If we’re going to use computers to help us do creative things and generate new knowledge in our physical world, we’re going to need to represent and manipulate measured values. For instance, we will soon measure the running time of our scripts, and in this, we will look at not just the time in seconds, but also fractions of a second.
Floating-point numbers and numerical computing. Measurements with fractional units, like 6.574 seconds, are described as real numbers, and Python uses a data type called float
to represent such numbers. This name is a shorthand for floating point (FP), a standardized representation and a type of computational arithmetic.[1]
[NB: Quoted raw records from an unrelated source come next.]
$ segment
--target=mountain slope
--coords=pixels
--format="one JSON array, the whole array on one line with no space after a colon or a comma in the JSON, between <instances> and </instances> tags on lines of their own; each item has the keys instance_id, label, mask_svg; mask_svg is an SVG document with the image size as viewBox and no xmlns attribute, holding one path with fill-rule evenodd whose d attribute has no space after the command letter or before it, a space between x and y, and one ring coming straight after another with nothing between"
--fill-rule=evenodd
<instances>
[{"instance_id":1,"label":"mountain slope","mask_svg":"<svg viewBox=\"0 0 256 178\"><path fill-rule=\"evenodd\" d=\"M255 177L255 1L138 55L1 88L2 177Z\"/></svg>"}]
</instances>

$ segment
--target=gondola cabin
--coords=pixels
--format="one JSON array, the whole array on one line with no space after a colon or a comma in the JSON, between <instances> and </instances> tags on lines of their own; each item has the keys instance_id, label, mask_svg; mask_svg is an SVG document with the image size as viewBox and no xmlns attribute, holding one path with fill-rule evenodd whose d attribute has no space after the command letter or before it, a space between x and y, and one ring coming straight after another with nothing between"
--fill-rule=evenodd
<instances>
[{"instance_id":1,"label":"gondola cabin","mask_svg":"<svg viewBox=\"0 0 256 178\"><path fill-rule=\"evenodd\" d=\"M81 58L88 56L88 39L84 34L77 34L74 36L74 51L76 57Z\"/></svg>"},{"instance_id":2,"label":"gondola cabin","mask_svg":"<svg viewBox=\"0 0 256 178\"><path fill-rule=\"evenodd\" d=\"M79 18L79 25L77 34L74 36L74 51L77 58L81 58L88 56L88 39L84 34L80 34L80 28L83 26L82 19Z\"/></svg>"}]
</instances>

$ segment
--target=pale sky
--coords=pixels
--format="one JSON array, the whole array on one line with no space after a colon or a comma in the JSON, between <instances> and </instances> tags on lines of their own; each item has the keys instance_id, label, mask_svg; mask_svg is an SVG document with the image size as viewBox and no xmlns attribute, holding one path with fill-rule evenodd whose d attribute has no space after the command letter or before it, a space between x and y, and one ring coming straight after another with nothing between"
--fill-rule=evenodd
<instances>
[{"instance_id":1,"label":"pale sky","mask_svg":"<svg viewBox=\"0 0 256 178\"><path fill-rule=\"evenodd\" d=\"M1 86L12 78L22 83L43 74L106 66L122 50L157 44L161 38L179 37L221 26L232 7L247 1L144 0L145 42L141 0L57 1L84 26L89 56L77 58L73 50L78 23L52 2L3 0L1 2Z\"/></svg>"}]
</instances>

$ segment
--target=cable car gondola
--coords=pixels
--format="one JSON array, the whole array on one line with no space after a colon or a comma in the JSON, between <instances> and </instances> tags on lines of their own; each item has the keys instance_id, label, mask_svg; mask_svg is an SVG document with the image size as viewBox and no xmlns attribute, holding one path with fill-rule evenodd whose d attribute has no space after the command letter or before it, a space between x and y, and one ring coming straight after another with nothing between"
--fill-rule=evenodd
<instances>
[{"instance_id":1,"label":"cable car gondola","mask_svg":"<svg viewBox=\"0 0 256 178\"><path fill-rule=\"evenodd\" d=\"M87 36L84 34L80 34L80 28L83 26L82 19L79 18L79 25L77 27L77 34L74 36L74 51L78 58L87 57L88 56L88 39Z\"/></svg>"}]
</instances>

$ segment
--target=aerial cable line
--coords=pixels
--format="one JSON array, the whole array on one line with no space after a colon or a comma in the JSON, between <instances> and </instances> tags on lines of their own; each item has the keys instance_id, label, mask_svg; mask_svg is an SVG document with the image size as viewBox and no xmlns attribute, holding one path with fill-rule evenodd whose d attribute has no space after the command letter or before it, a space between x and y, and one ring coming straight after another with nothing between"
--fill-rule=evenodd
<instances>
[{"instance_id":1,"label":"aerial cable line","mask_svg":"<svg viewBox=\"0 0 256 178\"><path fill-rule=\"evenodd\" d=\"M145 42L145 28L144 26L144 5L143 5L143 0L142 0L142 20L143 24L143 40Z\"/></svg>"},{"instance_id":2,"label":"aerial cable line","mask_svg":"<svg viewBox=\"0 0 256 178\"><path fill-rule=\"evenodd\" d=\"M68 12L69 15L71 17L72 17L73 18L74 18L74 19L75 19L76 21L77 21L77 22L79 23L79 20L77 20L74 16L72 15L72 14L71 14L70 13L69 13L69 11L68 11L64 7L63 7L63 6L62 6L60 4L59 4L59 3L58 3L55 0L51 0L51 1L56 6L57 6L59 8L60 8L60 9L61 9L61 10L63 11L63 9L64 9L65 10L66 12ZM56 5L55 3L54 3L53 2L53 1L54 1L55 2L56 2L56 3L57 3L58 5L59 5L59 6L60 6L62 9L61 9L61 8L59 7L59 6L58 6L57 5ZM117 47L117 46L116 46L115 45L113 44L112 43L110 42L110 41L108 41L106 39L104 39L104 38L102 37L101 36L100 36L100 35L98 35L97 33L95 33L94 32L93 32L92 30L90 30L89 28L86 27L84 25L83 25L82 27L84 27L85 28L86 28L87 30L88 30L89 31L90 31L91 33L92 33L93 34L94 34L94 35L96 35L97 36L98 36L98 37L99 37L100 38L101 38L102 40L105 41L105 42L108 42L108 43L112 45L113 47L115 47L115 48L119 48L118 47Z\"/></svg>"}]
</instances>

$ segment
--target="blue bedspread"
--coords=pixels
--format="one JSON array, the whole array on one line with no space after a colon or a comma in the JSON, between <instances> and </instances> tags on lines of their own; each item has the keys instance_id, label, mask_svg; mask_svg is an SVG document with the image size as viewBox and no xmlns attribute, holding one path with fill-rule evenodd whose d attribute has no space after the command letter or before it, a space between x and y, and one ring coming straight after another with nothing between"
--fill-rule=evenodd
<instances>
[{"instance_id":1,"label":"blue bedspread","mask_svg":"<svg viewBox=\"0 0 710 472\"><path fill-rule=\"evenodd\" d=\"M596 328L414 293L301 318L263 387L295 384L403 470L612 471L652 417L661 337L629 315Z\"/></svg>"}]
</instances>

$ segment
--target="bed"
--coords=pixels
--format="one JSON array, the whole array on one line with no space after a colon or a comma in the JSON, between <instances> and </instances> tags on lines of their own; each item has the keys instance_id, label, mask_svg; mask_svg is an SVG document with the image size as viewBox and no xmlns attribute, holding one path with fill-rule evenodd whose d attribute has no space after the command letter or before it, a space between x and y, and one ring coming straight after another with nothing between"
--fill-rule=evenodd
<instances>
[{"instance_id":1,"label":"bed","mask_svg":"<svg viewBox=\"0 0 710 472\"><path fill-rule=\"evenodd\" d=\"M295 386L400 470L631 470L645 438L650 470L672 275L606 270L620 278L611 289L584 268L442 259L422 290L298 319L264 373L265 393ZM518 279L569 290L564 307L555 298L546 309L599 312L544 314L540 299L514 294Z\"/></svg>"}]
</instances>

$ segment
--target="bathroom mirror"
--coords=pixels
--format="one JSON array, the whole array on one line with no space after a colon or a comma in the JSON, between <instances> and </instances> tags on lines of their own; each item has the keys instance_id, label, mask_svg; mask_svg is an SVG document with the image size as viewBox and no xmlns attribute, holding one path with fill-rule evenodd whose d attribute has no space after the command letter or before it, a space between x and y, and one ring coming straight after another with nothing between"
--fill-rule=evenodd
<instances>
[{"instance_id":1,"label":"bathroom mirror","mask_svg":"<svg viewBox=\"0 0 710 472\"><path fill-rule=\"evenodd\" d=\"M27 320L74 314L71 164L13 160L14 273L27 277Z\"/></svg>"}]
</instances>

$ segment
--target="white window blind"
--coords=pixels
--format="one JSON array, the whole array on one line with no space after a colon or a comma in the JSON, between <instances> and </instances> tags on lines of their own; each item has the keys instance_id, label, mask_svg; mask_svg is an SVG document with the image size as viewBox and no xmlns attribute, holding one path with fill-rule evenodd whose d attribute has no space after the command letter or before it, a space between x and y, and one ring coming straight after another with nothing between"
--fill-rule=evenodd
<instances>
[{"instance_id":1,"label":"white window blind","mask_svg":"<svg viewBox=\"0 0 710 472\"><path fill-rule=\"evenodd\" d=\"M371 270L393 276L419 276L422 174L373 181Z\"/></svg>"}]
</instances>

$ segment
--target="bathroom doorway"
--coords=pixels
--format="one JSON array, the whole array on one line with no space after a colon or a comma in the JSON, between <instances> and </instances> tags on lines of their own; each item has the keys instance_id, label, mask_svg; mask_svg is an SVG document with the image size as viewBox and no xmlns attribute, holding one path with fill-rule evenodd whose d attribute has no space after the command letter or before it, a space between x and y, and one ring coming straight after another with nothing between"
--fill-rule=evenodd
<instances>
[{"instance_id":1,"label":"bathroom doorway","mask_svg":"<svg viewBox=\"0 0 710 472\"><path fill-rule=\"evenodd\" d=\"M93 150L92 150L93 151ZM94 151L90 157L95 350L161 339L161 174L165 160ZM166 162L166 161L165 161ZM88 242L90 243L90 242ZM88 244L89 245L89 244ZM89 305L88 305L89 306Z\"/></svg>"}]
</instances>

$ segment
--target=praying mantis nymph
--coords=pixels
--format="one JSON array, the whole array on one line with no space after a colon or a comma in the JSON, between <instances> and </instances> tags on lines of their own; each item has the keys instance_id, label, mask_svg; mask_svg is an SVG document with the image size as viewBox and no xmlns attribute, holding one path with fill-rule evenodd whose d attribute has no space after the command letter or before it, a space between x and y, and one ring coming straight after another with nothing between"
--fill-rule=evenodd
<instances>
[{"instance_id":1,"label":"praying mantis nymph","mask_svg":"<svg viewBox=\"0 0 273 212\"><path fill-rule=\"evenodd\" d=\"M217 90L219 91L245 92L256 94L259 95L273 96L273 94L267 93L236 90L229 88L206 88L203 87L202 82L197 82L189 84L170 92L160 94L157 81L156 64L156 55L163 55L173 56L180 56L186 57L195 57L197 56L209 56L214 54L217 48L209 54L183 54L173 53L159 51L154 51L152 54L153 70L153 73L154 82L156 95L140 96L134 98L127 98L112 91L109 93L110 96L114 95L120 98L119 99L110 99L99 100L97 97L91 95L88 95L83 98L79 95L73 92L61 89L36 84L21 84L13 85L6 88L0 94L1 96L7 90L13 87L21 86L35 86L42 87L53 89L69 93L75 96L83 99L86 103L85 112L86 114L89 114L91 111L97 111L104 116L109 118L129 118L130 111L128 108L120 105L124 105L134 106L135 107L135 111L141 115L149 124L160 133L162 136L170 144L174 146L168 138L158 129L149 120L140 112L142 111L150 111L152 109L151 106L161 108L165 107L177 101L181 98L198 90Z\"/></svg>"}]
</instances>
There are many details involved in this standard and peculiarities involved in using FP numbers to solve your problems. There are entire courses that will teach you how to use a computer to accurately solve problems involving continuous variables, like time and distance. This area of computer science comes under many names, including numerical computing and scientific computing, and the techniques taught will help you to use computers to study the range of physical and social phenomena in the world around us.
Learning Outcomes
In this chapter, you will learn how computers represent numbers with fractional components, which is an important data type if you’re going write script that help you solve problems involving measured values. By the chapter’s end, you will be able to:
Understand the floating-point (FP) number standard and how computers use it to represent real numbers [CS concepts];
Explain the difference between applications that require integers and those that require FP numbers [design and CS concepts];
Discuss the difficulty computers have representing some real numbers [CS concepts and programming skills].
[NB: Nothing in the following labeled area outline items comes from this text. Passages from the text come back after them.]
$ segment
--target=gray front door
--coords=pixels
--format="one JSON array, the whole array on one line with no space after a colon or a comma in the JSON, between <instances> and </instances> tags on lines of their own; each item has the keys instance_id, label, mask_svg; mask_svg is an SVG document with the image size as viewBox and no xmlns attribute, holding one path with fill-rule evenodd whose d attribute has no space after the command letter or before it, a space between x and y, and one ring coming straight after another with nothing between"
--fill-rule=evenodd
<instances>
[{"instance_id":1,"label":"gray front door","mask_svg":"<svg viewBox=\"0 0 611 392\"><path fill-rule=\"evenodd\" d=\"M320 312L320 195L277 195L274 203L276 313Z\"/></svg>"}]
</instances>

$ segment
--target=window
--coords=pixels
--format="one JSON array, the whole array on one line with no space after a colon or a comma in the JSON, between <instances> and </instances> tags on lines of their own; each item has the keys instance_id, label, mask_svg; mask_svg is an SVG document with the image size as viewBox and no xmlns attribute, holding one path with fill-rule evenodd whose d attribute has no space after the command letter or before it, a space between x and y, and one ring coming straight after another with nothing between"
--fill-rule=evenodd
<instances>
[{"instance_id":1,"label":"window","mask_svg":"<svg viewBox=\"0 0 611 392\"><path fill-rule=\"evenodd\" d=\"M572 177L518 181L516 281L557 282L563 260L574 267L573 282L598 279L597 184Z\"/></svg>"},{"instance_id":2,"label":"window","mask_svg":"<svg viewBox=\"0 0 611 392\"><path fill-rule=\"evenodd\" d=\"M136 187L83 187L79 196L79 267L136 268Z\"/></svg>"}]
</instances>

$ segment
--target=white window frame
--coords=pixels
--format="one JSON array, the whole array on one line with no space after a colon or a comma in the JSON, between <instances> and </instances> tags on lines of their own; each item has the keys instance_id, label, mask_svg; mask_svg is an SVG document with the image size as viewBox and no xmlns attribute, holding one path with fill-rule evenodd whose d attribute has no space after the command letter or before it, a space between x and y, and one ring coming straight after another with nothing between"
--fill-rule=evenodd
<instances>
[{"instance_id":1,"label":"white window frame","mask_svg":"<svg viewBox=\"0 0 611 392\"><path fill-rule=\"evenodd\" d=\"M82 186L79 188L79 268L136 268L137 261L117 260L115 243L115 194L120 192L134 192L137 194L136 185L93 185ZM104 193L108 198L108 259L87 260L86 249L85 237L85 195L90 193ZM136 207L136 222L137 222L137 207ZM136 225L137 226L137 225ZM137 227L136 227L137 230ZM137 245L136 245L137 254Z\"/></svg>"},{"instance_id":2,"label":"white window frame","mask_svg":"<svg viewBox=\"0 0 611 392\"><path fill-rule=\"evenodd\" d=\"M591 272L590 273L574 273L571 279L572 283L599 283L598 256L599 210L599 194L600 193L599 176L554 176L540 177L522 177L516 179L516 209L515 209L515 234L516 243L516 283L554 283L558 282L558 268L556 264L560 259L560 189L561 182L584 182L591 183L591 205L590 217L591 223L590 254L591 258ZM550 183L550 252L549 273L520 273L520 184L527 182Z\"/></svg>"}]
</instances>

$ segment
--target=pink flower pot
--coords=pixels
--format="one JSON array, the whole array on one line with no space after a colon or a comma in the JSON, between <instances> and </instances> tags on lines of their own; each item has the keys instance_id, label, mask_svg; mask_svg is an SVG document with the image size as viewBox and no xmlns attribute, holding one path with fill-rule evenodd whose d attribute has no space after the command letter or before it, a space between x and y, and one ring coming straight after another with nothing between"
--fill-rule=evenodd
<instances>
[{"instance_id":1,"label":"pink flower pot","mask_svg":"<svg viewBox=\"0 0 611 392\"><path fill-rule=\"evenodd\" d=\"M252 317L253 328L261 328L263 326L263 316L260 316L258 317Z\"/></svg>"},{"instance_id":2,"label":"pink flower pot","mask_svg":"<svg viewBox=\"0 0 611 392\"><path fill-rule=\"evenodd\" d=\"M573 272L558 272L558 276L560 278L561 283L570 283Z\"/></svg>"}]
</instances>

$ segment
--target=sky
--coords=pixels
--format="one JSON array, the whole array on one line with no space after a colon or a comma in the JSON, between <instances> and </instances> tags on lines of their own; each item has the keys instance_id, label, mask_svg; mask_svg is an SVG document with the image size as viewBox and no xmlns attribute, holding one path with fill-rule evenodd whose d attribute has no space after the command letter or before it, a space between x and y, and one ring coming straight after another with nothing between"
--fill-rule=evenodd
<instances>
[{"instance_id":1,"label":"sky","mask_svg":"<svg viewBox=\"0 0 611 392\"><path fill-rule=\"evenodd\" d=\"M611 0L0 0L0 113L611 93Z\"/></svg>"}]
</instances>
Computers struggle with arithmetic? We won’t attempt to cover the breadth of numerical algorithms, but answer a fundamental question at the heart of numerical computing and in line with our efforts to understand how computers operate: If computers see everything in the world as a collection of numbers and they’ve been constructed to do computation on numbers, why are some types of computation hard to do on a computer?
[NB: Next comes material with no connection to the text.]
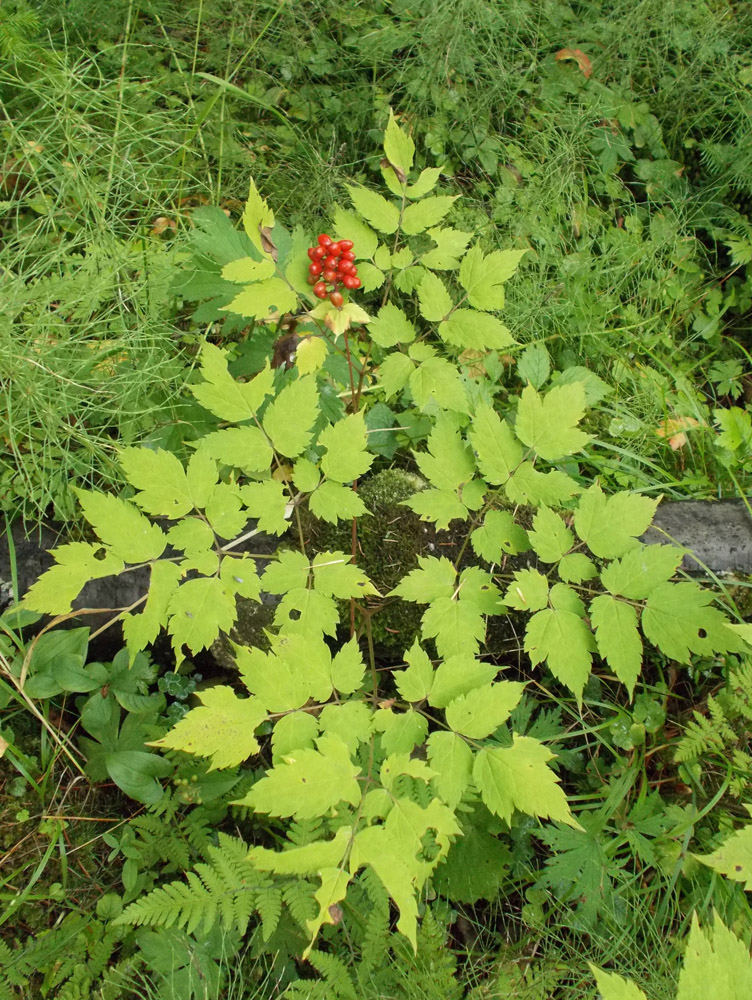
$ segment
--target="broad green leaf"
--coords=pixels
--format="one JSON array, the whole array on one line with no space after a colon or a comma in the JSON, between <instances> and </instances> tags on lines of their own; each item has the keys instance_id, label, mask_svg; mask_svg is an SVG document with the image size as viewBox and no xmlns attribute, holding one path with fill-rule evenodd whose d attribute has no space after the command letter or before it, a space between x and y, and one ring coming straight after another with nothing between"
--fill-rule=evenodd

While this might seem paradoxical, this problem occurs because any compact representation of real numbers needs to make a tradeoff between range (i.e., how large is the difference between the biggest and smallest real numbers that we can represent?) and precision (i.e., how close is a real number we can represent to the real number we want to represent?).
We first thought about the issue of range in an active-learning exercise in Chapter 6, when we investigated whether addition on Python integers would ever overflow the programming language’s physical representation. While Python doesn’t place a limit on the largest and smallest representable integer values (i.e., it has a dynamically expandable representation), most programming languages have a clearly stated limit on these values for each of their defined integer data types. And for FP numbers, the same is true in Python.
Python adheres to the FP standard representation IEEE 754. As we’ll see in a moment, the range defined by this standard, while not infinite, is comfortably big. In other words, most of us won’t write scripts involving real numbers that will overflow this representation.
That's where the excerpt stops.